Today the LHCb collaboration has submitted for publication two papers (one brief, and the other one containing full details) reporting the observation of four “exotic” particles decaying into a J/ψ and a φ meson, only one of which was well established before. These results were based on a result of a detailed analysis of charged B+ meson decays into J/ψ, φ and K+ mesons using the full run 1 data sample. The data could not be described by a model that contains only ordinary particles, i.e. composite hadrons built of either a quark and an anti-quark, or three quarks. Each of the four particles is observed with a significance exceeding five standard deviations. The sophisticated analysis of the angular distribution of B meson decay products observed with the LHCb detector (a so-called multidimensional full amplitude analysis) allowed LHCb to determine properties (quantum numbers) of the particles with high precision. The images below show the reconstruction of the contributions (in the J/ψφ invariant mass distribution) marked as peaking structures with different colours. The right image shows the spectrum for the selected events with the φK invariant mass to be above 1950 MeV. The properties of these structures are consistent with their interpretation as four-quark particles, which are considered as “exotic”, (hence the “exotic-like” name in the title), although the details of the four quark ccss binding mechanism is still under discussion. The binding mechanism could involve tightly bound tetraquarks or strange charm charged meson pairs Ds Ds* bouncing off each other and rearranging their quark content to emerge as a J/ψφ system (called a “cusp” by experts; note that J/ψφ and DsDs* systems have the same quark content). The high statistics of the LHCb data set and the sophisticated techniques exploited in the analysis will help to shed further light into the production mechanisms of these particles. More information can be found in the first paper, with further details given in the second.

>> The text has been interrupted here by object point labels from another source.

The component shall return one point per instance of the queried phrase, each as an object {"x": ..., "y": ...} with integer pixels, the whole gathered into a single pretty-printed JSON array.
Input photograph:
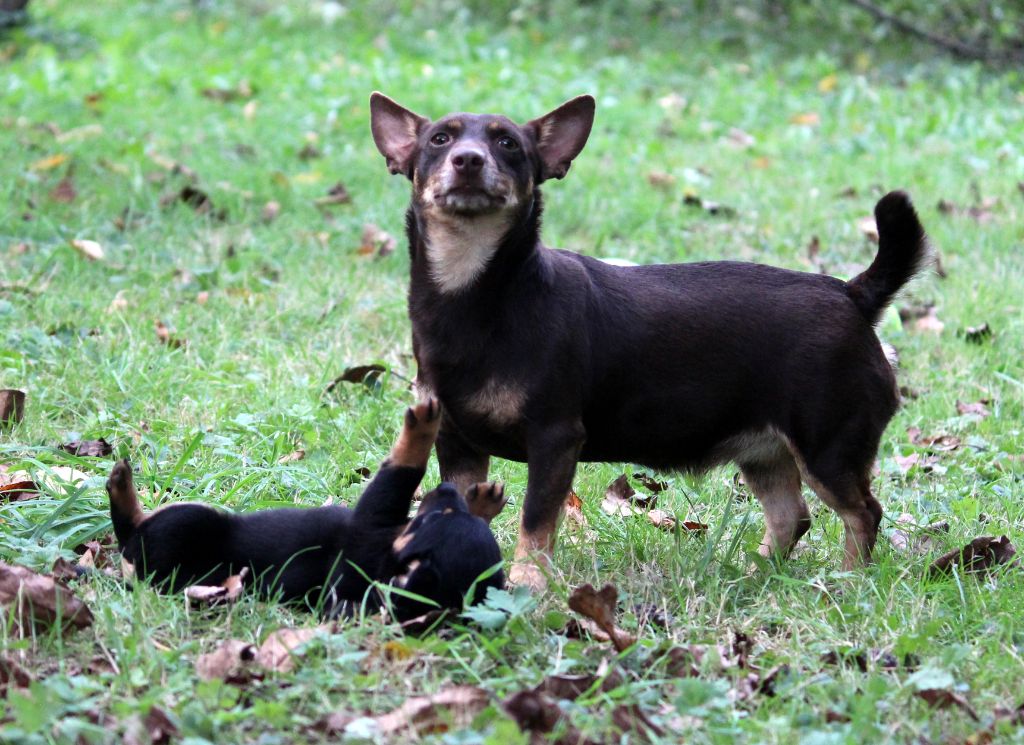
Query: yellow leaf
[
  {"x": 307, "y": 177},
  {"x": 88, "y": 249},
  {"x": 808, "y": 119},
  {"x": 48, "y": 164}
]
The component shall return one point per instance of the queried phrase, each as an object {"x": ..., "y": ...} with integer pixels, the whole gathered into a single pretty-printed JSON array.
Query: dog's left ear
[
  {"x": 561, "y": 134},
  {"x": 395, "y": 130}
]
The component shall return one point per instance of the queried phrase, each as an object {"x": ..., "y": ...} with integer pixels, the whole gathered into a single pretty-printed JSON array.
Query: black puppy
[
  {"x": 327, "y": 557},
  {"x": 551, "y": 357}
]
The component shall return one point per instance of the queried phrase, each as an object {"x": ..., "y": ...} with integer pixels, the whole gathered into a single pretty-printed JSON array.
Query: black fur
[{"x": 323, "y": 557}]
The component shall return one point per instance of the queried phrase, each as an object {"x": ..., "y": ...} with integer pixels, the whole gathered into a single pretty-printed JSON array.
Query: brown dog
[{"x": 552, "y": 357}]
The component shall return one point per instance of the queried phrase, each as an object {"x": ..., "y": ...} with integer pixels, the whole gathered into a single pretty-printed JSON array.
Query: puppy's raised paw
[{"x": 486, "y": 499}]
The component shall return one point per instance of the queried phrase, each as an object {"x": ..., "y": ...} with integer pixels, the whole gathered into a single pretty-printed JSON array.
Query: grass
[{"x": 116, "y": 90}]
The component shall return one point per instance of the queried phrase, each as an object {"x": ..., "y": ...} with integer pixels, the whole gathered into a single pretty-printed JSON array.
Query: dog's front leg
[
  {"x": 460, "y": 463},
  {"x": 551, "y": 459}
]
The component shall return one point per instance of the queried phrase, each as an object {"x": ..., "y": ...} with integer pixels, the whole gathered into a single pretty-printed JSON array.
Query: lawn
[{"x": 192, "y": 142}]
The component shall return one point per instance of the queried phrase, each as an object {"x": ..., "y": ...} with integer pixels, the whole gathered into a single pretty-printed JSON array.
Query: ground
[{"x": 718, "y": 136}]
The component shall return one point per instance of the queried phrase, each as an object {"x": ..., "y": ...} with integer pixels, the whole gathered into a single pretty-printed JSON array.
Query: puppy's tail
[
  {"x": 902, "y": 253},
  {"x": 126, "y": 513}
]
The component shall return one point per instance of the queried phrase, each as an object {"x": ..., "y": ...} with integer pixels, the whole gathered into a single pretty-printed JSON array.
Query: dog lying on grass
[
  {"x": 328, "y": 557},
  {"x": 553, "y": 357}
]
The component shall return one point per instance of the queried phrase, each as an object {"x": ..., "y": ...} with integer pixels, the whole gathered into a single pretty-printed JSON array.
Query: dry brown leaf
[
  {"x": 453, "y": 707},
  {"x": 599, "y": 606},
  {"x": 227, "y": 592},
  {"x": 165, "y": 337},
  {"x": 65, "y": 191},
  {"x": 270, "y": 211},
  {"x": 376, "y": 242},
  {"x": 49, "y": 163},
  {"x": 806, "y": 119},
  {"x": 89, "y": 249},
  {"x": 35, "y": 602},
  {"x": 88, "y": 448},
  {"x": 232, "y": 661},
  {"x": 660, "y": 179},
  {"x": 979, "y": 556},
  {"x": 939, "y": 698},
  {"x": 337, "y": 194}
]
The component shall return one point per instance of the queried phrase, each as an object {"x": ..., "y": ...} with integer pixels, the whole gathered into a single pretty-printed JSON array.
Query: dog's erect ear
[
  {"x": 395, "y": 130},
  {"x": 561, "y": 134}
]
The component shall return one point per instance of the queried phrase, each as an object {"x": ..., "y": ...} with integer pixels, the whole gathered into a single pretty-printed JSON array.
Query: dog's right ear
[{"x": 395, "y": 130}]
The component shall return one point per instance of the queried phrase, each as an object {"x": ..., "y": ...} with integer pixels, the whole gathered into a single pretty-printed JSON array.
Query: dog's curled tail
[{"x": 902, "y": 253}]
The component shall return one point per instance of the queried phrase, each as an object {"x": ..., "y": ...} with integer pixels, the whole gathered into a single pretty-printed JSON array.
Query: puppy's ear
[
  {"x": 395, "y": 130},
  {"x": 561, "y": 134}
]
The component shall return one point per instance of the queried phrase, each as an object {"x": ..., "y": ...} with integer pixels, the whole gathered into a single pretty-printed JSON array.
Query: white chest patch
[{"x": 458, "y": 251}]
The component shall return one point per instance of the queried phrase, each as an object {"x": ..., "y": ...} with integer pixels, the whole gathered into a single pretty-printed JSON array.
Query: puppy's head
[{"x": 467, "y": 165}]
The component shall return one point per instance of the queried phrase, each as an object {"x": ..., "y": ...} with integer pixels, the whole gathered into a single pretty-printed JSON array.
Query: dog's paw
[
  {"x": 527, "y": 574},
  {"x": 418, "y": 434},
  {"x": 486, "y": 499}
]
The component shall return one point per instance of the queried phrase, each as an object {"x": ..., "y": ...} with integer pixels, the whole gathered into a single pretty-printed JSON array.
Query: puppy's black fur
[
  {"x": 327, "y": 557},
  {"x": 552, "y": 357}
]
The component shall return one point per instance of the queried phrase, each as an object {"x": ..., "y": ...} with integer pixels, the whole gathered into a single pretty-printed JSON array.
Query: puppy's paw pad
[{"x": 486, "y": 498}]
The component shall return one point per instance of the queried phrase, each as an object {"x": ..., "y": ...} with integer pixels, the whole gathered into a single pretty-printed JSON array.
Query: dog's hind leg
[
  {"x": 126, "y": 512},
  {"x": 776, "y": 485}
]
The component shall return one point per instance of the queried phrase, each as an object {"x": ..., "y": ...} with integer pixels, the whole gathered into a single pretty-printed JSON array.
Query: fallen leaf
[
  {"x": 65, "y": 191},
  {"x": 807, "y": 119},
  {"x": 979, "y": 556},
  {"x": 337, "y": 194},
  {"x": 12, "y": 675},
  {"x": 376, "y": 242},
  {"x": 270, "y": 211},
  {"x": 49, "y": 163},
  {"x": 232, "y": 661},
  {"x": 599, "y": 606},
  {"x": 227, "y": 592},
  {"x": 89, "y": 249},
  {"x": 224, "y": 95},
  {"x": 88, "y": 448},
  {"x": 939, "y": 698},
  {"x": 867, "y": 226},
  {"x": 453, "y": 707},
  {"x": 165, "y": 337},
  {"x": 977, "y": 408},
  {"x": 367, "y": 374},
  {"x": 36, "y": 602},
  {"x": 978, "y": 334},
  {"x": 660, "y": 179},
  {"x": 11, "y": 406}
]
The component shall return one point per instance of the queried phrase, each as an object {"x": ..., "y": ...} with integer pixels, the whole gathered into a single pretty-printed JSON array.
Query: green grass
[{"x": 291, "y": 304}]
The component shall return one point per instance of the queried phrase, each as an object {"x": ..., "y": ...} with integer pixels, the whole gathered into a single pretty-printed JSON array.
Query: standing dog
[
  {"x": 327, "y": 557},
  {"x": 552, "y": 357}
]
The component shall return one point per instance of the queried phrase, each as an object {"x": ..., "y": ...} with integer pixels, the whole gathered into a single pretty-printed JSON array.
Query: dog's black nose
[{"x": 467, "y": 161}]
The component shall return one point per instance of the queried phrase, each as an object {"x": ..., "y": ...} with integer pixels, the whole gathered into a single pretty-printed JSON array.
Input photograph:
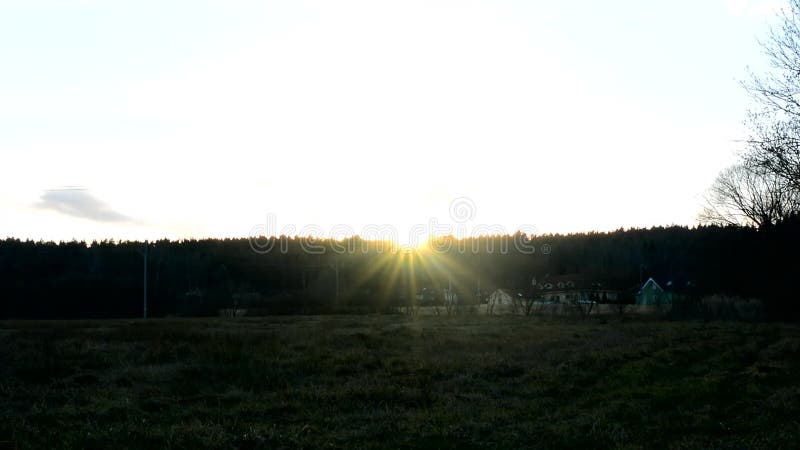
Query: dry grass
[{"x": 390, "y": 381}]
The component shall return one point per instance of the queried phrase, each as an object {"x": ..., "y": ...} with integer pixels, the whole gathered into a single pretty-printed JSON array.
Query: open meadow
[{"x": 394, "y": 381}]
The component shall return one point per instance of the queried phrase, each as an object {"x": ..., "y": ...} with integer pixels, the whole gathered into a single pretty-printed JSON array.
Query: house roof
[{"x": 650, "y": 281}]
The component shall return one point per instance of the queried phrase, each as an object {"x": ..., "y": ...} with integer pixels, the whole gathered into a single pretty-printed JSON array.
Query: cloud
[{"x": 77, "y": 202}]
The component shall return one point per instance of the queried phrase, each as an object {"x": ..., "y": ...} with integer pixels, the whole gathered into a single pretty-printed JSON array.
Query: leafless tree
[
  {"x": 749, "y": 196},
  {"x": 774, "y": 144}
]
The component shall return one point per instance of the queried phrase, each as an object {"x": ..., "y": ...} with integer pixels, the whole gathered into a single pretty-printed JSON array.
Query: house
[
  {"x": 652, "y": 294},
  {"x": 572, "y": 288}
]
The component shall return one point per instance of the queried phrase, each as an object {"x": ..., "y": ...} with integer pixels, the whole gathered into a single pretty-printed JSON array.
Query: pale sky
[{"x": 204, "y": 118}]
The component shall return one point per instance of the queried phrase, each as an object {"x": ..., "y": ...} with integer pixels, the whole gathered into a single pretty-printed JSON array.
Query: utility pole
[{"x": 144, "y": 311}]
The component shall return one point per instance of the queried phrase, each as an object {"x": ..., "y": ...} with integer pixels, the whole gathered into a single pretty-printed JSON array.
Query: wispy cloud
[{"x": 78, "y": 202}]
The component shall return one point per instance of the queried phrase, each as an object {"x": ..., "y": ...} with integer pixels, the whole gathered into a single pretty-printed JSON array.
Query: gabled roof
[{"x": 650, "y": 281}]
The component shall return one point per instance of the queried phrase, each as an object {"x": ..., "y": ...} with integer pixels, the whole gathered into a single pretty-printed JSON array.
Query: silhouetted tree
[{"x": 746, "y": 196}]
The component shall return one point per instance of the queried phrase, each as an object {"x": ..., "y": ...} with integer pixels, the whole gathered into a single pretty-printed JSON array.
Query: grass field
[{"x": 391, "y": 381}]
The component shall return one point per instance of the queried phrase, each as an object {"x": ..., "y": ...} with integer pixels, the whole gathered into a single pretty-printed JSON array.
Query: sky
[{"x": 152, "y": 119}]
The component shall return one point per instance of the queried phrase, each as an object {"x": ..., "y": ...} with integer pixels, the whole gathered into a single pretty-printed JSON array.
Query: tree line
[{"x": 200, "y": 277}]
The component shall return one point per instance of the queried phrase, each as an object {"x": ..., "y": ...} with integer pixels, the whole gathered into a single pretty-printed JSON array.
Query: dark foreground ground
[{"x": 383, "y": 381}]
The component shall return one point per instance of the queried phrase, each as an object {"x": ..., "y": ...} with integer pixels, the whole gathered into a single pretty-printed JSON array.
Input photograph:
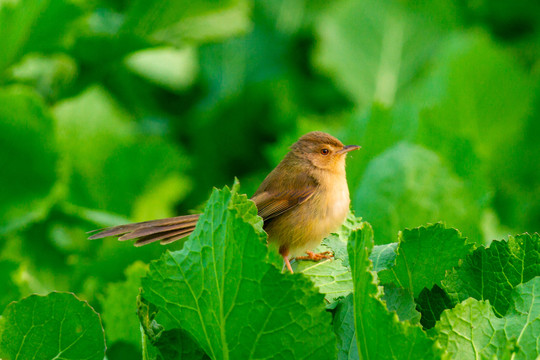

The interest in these four states is also that they are the only known exotic candidates which do not contain u and d quarks, which are the lightest quarks and those which human beings and the matter around us are made of. As such, they may be more tightly bound than other exotic particles.
The observation of the X(4274), X(4500) and X(4700) particles was announced for the first time today. Evidence for the X(4140) near-threshold J/ψφ mass peak at a level of 3.8 standard deviations was first announced by the CDF collaboration and later confirmed by the CMS and D0 collaborations. Searches for this particle by the Belle and BaBar collaborations gave negative results. The LHCb analysis yields a clear observation of the X(4140), and indicates a particle with similar mass but larger width to the earlier measurements from CDF, CMS and D0. It is important to emphasise that simple `bump-hunting’ in the mass spectra is not sufficient to learn about the nature of such complicated hadronic structures. Rather, a multidimensional full amplitude analysis, as described in the two papers submitted today, is crucial for data interpretation, and has allowed LHCb to characterise fully the particles, and to determine their quantum numbers.
These results have been recently presented by LHCb physicists at the Meson 2016 workshop, and at the Rencontres de Blois, FPCP, LHCP and BEACH conferences. The LHCb collaboration has made several other important contributions to the investigation of exotic particles. In February 2013 the quantum numbers of X(3872) were determined. In 24 April 2014 and 9 April 2014 the collaboration published results of measurements which demonstrated that the Z(4430)+ particle is composed of four quarks (ccdu). In July 2015 the first observation of two pentaquark particles, i.e. hadrons composed of five quarks, was announced.